[159] Hessey, op. cit. p. 87 sqq.
[160] Roberts, Social History of the People of the Southern Counties of England, p. 244 sqq.
[161] Buckle, History of Civilization in England, iii. 276.
CHAPTER XXXVII
RESTRICTIONS IN DIET
TRAVELLERS have often noticed with astonishment the immense quantities of food which uncivilised people are able to consume. Sir George Grey has described the orgies which follow the stranding of a whale in Australia, when the natives remain by the carcase for many days, fairly eating their way into it.[1] The Rocky Mountain Indians, though they often subsist for a great length of time on a very little food, will at their feasts “gorge down an incredible quantity.”[2] A Mongol “will eat more than ten pounds of meat at one sitting, but some have been known to devour an average-sized sheep in the course of twenty-four hours.”[3] The Waganda in Central Africa “sometimes gorge themselves to such an extent that they are unable to move, and appear just as if intoxicated.”[4] It has been justly observed that what would among ourselves be condemned as disgusting gluttony is, under the conditions to which certain races of men are exposed, quite normal and in fact necessary. As Mr. Spencer observes, “where the habitat is such as at one time to supply very little food and at another time food in great abundance, survival depends on the ability to consume immense quantities when the opportunities occur.”[5] When this is the case gluttony can hardly be stigmatised as a vice; and I find no direct evidence that it is so even among savages who are described as generally moderate in their diet. The lack of foresight, which is a characteristic of uncivilised peoples, must prevent them from attaching much moral value to temperance. On the other hand, gluttony is sometimes said to be regarded with admiration. Mr.
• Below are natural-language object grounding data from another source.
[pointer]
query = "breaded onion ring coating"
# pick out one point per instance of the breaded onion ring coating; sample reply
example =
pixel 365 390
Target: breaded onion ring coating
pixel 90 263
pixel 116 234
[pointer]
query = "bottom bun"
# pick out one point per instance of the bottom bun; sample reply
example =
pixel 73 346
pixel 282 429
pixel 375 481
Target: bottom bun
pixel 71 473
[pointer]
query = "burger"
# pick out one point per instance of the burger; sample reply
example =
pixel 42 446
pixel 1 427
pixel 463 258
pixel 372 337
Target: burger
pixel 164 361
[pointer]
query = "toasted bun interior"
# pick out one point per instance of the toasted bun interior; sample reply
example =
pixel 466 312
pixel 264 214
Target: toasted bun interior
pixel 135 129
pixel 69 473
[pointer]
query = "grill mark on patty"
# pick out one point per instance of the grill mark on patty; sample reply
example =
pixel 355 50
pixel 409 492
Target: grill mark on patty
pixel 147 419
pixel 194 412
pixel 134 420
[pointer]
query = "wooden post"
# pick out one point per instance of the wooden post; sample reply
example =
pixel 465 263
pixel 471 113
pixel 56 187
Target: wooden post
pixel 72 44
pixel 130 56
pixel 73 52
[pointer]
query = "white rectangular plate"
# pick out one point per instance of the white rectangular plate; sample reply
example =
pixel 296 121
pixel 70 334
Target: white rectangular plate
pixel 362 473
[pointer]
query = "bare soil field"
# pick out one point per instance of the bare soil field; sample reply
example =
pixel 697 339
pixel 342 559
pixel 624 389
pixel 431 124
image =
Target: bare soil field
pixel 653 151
Torday informs me that the Bambala in South-Western Congo, when praising a man for his strength, are in the habit of saying, “He eats a whole goat with its skin.”
[1] Grey, Journals of Expeditions in North-West and Western Australia, ii. 277 sqq.
[2] Harmon, Journal of Voyages in the Interior of North America, p. 329.
[3] Prejevalsky, Mongolia, i. 55.
[4] Wilson and Felkin, Uganda, i. 185.